Otro capítulo crítico es el del consentimiento a los trasplantes, una verdadera y auténtica industria gestionada, de hecho, por los gobiernos: los hospitales reciben cuantiosas subvenciones y si no pueden llegar a un cierto número de trasplantes pierden tales ingresos y no pueden ser más clasificados como centros de trasplantes. El consentimiento debe ser explícito, es decir, claramente expresado. ¿Pero qué sucede en realidad? En el test de apnea el paciente es privado del respirador durante 10 minutos. ¿Dónde está el consenso en este caso? Es más necesario que nunca que las personas se informen, que soliciten los cuidados adecuados para sus parientes, que tengamos la valentía de luchar por su vida, también porque la nueva definición de muerte toca muchos ámbitos, no solo aquel del trasplante de órganos vitales. En riesgo, de hecho, están muchos pacientes sin respuesta a los estímulos que están en estado de coma: la presunta pérdida irreversible tan solo de las funciones cerebrales, que para los partidarios de la muerte encefálica constituye la esencia vital del individuo, transformaría al hombre en un ser inanimado sin conciencia, una suerte de vegetal. Como lo ha destacado el Prof. Seifert en su intervención criticando a los autores norteamericanos Lee y Grisez favorables a la nueva definición, el cerebro no es la persona sino el alma que posee la naturaleza racional del hombre. ¿Cómo puede un ser espiritual transformarse mágicamente en un vegetal con la destrucción de un órgano? Si el alma precede la formación del cerebro, como admiten los mismos Lee y Grisez, ¿por qué entonces alguna vez debería dejar al cuerpo con la llamada muerte cerebral?

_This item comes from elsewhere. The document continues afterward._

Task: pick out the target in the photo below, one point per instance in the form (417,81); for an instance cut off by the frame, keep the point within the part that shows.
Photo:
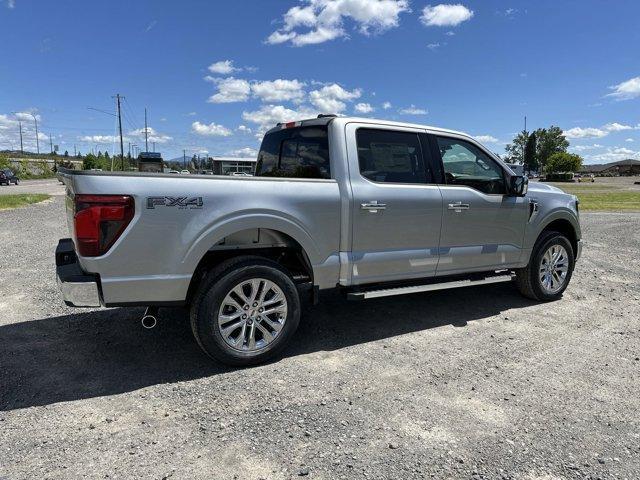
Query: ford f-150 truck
(372,207)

En conclusión, es posible afirmar sin temor a ser desmentidos que una persona realmente muerta, un cadáver, no puede suministrar un corazón apropiado para un trasplante, sino únicamente una persona viva con un corazón sano y funcionando perfectamente. Esa es la realidad de los hechos, la evidencia que la gran mayoría de la comunidad médica tiende a negar y que trabaja para que alrededor del tema de la muerte cerebral se desarrolle una suerte de consenso acrítico. Se trata de una cuestión de extrema importancia que tiene muchas repercusiones en la sociedad actual, dominada por el relativismo ético y moral, por la lógica del utilitarismo y del positivismo jurídico, que pretende fundamentar el derecho sobre la negación de la ley natural y, en definitiva, de la realidad.